It's been a heartbreaking week in Oakland.
After a long day of identifying those who died in a warehouse fire in Oakland over the weekend, a large crowd gathered on the shores of Lake Merritt for a vigil Monday night. Hundreds of people gathered on the north side of the lake, where they listened to speeches from people close to the victims and paid their respects to the 36 people who died in the accident.
Judy Hough, left, and her husband Brian, center, hold a picture of their son Travis, who died in a warehouse fire.(Marcio Jose Sanchez / AP)
The crowd held cell phones, plastic candles, glow sticks and other light sources, but avoided lighting candles in a show of deference to the fire victims.
Mourners gather in Oakland on Dec. 5, 2016. (Josh Edelson / AFP)
"We took a devastating hit and all we want to do is honor those people and not put any blame on anybody," said James Morales, 34, of Oakland, who lost five friends in the fire. "It was like the Oakland electronic music underground 9/11. The people, the artists, the musicians are what make Oakland so tight."
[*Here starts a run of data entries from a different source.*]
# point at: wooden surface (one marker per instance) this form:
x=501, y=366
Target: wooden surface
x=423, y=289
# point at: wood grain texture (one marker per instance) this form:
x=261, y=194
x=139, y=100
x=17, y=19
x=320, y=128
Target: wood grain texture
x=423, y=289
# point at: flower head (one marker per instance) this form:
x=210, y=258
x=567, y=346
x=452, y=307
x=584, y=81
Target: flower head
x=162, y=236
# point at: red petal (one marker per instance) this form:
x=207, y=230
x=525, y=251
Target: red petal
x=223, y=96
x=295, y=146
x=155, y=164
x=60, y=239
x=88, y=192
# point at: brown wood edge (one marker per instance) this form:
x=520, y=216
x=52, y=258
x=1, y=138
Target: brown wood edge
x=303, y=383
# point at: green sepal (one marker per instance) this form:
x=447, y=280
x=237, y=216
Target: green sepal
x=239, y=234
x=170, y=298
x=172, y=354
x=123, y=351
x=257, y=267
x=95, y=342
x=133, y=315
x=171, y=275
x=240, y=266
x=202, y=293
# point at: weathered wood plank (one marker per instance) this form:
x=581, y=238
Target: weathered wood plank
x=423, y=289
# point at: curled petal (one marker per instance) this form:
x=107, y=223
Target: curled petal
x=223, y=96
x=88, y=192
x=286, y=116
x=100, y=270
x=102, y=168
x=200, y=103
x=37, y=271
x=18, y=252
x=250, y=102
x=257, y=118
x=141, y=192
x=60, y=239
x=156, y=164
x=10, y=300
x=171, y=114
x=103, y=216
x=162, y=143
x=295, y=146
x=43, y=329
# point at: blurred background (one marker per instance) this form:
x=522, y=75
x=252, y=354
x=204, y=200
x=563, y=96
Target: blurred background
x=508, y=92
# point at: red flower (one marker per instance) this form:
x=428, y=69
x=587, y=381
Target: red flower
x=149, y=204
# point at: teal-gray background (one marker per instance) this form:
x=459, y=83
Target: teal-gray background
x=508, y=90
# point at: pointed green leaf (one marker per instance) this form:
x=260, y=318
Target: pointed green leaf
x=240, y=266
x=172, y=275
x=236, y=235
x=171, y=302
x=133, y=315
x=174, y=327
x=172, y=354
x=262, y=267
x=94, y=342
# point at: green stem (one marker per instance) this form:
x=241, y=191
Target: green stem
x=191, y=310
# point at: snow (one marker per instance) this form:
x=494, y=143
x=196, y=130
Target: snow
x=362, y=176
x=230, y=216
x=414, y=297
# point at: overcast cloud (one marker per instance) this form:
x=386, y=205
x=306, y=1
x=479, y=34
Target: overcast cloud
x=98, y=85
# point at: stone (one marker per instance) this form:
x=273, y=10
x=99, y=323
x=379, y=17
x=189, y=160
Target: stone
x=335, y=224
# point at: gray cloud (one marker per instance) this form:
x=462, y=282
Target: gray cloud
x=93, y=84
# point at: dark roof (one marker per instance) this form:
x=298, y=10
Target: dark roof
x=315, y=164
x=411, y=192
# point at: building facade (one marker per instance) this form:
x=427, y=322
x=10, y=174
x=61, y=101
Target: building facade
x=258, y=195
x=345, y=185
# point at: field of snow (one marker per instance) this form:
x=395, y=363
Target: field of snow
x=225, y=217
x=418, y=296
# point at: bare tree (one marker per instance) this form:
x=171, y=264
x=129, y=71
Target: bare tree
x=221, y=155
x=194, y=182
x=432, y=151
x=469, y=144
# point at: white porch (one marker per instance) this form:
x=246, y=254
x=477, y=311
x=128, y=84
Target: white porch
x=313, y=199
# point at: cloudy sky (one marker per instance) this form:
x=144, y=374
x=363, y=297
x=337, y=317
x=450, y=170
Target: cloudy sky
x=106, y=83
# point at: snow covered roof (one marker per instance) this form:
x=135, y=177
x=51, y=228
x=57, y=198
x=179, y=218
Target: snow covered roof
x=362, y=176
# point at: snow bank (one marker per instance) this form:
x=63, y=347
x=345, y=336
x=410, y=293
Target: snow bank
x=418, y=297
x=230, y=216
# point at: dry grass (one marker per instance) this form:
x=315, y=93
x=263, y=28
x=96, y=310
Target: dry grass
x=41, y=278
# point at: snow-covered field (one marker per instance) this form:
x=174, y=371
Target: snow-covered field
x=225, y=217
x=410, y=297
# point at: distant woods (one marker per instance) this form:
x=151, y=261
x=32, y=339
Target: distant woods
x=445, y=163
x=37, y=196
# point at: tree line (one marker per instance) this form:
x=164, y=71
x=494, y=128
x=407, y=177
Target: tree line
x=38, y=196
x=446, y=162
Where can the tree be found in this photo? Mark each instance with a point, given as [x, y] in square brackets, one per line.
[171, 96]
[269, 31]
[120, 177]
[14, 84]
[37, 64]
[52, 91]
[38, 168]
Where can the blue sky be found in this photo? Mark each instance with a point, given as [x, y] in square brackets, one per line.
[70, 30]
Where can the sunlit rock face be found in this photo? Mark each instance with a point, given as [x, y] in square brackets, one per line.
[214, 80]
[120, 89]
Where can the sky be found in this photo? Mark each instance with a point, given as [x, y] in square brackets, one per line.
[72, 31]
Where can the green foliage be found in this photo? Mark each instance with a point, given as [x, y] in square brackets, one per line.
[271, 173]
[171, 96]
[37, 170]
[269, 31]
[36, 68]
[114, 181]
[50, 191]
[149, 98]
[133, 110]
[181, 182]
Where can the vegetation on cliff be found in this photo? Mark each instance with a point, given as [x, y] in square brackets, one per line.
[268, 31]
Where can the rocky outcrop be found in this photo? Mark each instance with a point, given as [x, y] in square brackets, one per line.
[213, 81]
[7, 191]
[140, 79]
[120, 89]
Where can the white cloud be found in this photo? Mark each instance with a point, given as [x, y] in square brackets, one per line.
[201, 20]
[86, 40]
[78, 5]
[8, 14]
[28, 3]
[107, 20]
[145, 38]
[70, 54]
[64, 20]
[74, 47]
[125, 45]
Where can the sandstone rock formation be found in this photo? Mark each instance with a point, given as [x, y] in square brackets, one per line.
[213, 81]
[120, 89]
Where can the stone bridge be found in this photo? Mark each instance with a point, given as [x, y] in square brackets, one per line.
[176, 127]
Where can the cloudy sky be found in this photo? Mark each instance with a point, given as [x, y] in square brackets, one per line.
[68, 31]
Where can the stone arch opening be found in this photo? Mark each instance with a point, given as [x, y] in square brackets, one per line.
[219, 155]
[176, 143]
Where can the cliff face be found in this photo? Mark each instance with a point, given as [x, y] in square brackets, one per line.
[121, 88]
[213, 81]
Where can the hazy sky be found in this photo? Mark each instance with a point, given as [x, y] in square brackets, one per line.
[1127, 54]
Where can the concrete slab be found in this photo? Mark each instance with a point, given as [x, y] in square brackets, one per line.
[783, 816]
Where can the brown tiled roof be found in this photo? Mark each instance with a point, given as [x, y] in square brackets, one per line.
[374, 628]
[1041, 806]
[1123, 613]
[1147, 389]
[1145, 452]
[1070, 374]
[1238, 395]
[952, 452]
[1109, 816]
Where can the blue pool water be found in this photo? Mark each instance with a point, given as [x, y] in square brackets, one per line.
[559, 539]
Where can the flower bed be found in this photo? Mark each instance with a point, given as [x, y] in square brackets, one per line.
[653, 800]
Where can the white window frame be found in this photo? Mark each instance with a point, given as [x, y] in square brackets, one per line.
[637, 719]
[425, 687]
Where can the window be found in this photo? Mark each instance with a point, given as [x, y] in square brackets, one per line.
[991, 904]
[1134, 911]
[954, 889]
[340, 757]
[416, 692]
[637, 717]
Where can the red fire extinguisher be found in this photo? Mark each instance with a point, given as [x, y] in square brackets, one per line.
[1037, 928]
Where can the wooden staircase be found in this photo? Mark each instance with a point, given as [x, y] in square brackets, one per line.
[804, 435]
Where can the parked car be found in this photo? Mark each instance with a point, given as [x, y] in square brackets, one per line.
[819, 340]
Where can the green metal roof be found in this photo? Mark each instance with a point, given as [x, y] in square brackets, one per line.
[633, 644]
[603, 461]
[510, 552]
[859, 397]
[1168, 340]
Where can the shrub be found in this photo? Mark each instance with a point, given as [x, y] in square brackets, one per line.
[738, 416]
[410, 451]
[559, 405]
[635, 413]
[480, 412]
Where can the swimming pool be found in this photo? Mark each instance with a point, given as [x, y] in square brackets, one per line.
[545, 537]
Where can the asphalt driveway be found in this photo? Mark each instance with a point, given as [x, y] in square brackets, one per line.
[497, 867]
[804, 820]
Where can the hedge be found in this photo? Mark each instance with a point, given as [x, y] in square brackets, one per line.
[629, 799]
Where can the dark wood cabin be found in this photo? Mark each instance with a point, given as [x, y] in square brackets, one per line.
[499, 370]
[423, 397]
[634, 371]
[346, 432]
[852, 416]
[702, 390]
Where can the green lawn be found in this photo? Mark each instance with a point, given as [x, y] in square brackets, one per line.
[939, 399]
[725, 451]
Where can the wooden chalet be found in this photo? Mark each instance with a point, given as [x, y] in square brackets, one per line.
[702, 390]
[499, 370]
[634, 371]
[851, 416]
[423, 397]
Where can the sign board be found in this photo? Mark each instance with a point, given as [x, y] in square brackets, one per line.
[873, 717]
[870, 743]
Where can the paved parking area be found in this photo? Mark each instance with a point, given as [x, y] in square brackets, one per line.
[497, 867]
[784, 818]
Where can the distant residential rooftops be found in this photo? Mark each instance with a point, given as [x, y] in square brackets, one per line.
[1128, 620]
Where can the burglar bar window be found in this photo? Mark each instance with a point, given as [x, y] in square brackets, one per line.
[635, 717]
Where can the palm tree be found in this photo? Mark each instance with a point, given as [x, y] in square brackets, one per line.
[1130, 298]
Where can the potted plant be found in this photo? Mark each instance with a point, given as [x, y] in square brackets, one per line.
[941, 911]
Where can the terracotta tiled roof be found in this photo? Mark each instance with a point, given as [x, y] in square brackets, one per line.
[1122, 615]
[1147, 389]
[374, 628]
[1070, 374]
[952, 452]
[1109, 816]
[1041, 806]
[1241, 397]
In the days since the fire, hundreds of thousands of dollars from local tech companies, law firms, individuals, and even other cities have poured into two main fund-raising campaigns. "We are overwhelmed with the amount of support," said Josette Melchor, founder of Gray Area Foundation for the Arts in San Francisco, which set up a fund-raising drive on Youcaring.com. As of Tuesday morning, the total has surpassed $390,000 and is still growing.
A man plays a guitar at a makeshift memorial near the site of a warehouse fire. (Elijah Nouvelage / Getty Images)
Another drive started by the Oakland Athletics has gathered about $300,000, helped by large donations from the A's, the Raiders and the Warriors. Each team gave $50,000, added to a $75,000 donation from Sutter Health.
Tomiquia Moss, chief of staff for Mayor Libby Schaaf, told the New York Times on Monday that the city is working with the Gray Area Foundation, the A's and the Red Cross to coordinate the relief money. Precisely how it would be spent has yet to be determined, but none of the money will cover overhead or causes unrelated to the fire at Ghost Ship.
"All of these funds will be used specifically for the purposes of supporting the victims of this fire," she said.